UM MINUTO
Um acaso, num dia como outro qualquer, revelou-lhe essa verdade. Estava junto à estrada, à porta de casa, quando um cão de pequeno porte passou por ele e se lançou em corrida a atravessar a rua. Sentiu-se impotente quando um carro em excesso de velocidade colheu o pequeno animal, matando-o instantaneamente. Seria ele assim tão impotente para prevenir aquela morte? Reagiu por reflexo, dir-se-ia mesmo de forma instintiva. Recuou no tempo e, quando o cão se cruzou com ele, agarrou-o. Aguardou que o carro passasse e atravessou a rua, com o animal ao colo, libertando-o no passeio do outro lado.
Nesse dia descobrira, por um acaso do destino, que era capaz de recuar no tempo um minuto.

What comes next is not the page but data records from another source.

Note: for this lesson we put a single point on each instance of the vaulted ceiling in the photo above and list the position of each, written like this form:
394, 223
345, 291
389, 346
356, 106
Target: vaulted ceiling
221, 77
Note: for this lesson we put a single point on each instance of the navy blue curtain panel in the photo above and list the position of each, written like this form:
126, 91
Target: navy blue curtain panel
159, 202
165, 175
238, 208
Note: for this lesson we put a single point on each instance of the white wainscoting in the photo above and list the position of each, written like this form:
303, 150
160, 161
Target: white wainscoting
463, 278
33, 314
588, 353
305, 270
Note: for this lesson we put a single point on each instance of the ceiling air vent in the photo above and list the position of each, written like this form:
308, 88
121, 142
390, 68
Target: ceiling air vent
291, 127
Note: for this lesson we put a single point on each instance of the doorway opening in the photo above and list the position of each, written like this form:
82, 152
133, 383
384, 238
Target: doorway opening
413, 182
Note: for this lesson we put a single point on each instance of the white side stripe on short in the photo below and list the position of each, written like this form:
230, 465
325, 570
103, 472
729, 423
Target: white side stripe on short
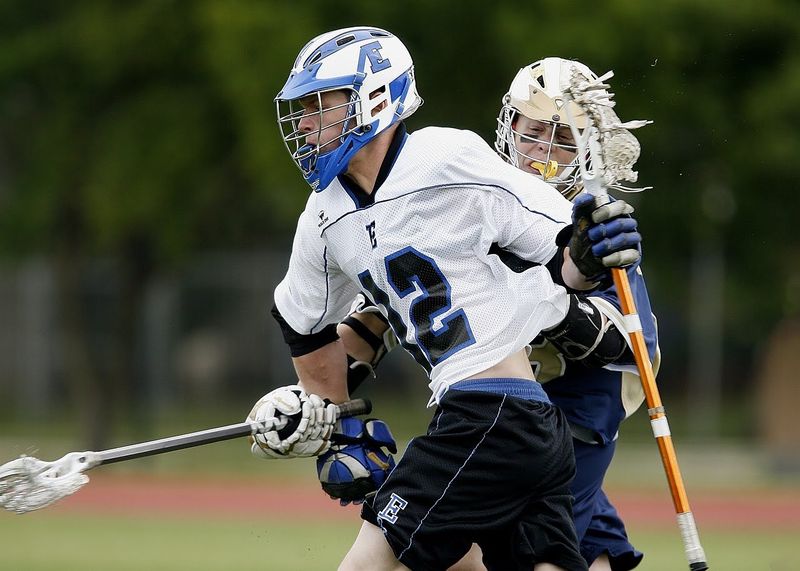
453, 479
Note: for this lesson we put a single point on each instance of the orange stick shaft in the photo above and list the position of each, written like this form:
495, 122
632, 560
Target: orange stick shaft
652, 397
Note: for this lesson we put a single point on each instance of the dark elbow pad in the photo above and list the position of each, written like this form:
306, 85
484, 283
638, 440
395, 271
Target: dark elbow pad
300, 344
587, 335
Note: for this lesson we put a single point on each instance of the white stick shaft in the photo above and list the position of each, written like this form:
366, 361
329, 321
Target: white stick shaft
180, 442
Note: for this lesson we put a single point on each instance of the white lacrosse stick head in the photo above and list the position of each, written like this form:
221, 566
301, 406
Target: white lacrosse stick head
607, 148
28, 484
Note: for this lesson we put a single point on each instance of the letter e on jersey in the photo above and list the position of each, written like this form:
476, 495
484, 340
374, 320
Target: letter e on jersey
389, 513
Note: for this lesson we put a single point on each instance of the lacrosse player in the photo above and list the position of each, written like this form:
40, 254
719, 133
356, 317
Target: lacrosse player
469, 258
591, 377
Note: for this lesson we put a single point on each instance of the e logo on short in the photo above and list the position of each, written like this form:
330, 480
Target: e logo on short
389, 513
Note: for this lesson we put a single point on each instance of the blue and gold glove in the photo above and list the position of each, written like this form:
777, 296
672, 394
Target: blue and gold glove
604, 235
356, 464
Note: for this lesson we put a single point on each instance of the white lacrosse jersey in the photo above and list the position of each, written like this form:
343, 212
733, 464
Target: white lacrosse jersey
421, 253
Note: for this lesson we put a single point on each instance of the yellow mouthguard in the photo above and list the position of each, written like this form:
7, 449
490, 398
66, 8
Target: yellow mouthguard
547, 170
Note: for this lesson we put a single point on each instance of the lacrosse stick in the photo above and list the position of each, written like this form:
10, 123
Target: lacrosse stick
607, 151
28, 484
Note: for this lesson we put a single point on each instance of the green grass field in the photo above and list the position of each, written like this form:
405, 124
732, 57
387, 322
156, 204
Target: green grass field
47, 542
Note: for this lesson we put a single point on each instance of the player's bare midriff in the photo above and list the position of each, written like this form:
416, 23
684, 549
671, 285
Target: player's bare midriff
515, 366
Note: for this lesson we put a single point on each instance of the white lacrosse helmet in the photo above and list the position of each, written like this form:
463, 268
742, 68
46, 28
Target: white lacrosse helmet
375, 68
537, 92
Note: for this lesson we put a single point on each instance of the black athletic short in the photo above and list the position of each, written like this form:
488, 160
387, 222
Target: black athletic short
493, 469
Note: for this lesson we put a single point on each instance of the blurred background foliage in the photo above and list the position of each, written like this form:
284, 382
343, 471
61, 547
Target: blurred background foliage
143, 133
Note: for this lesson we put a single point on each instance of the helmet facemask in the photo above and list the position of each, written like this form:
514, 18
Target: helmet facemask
370, 64
563, 176
307, 155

Não era bem um minuto, mas aproximava-se. Nunca o medira. Poderia tê-lo feito, recuando a olhar para um relógio. No entanto, a especificidade cronológica da sua capacidade nunca lhe espicaçou a curiosidade. Definira, mentalmente, que era um minuto e não voltou a pensar no assunto.
Nos primeiros tempos, após a descoberta, divertira-se a usar o seu poder. Sentia-se quase como um dos muitos super-heróis que povoam o imaginário coletivo. Nos jogos de futebol com os amigos, recuava para conseguir adivinhar jogadas e antecipar-se aos restantes, rindo-se para si do espanto estampado nos rostos que o rodeavam.

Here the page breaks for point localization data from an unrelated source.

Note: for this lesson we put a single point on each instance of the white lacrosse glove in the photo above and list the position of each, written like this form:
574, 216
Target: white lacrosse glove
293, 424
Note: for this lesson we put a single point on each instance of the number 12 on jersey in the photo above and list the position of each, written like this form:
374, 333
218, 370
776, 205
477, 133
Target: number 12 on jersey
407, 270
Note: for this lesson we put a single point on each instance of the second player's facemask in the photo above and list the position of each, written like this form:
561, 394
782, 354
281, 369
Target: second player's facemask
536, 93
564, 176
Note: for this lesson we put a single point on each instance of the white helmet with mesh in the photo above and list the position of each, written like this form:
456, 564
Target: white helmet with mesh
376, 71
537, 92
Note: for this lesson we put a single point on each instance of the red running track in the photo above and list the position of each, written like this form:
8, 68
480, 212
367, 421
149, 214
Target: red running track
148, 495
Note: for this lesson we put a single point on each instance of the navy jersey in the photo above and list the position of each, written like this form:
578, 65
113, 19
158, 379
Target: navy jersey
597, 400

Mas cedo descobriu que o seu poder vinha com um preço. Por cada minuto recuado envelhecia um ano. Não podia afirmar com absoluta certeza que era um ano, mas, assim lhe parecia, e assim definiu, mentalmente, a relação. Um minuto, um ano.
Abandonou por completo o seu poder, remetendo-o ao esquecimento, quando conheceu a Maria João. Não diria que fora amor à primeira vista, mas, a partir desse dia, ambos procuram aproximarem-se um do outro. Daí até iniciarem uma relação foi um curto espaço de tempo. Abandonou-o porque queria viver todo o tempo que o destino lhe reservara com ela. Nem todos os dias da vida a dois eram felizes, mas, no grande esquema da vida, Maria João convertia-se, cada vez mais, na sua razão de existir.
Amantes das viagens, do mar e da fotografia, passeavam o mais que podiam, percorrendo trilhos de norte a sul, procurando paisagens para fotografar e se deleitarem com a sua beleza.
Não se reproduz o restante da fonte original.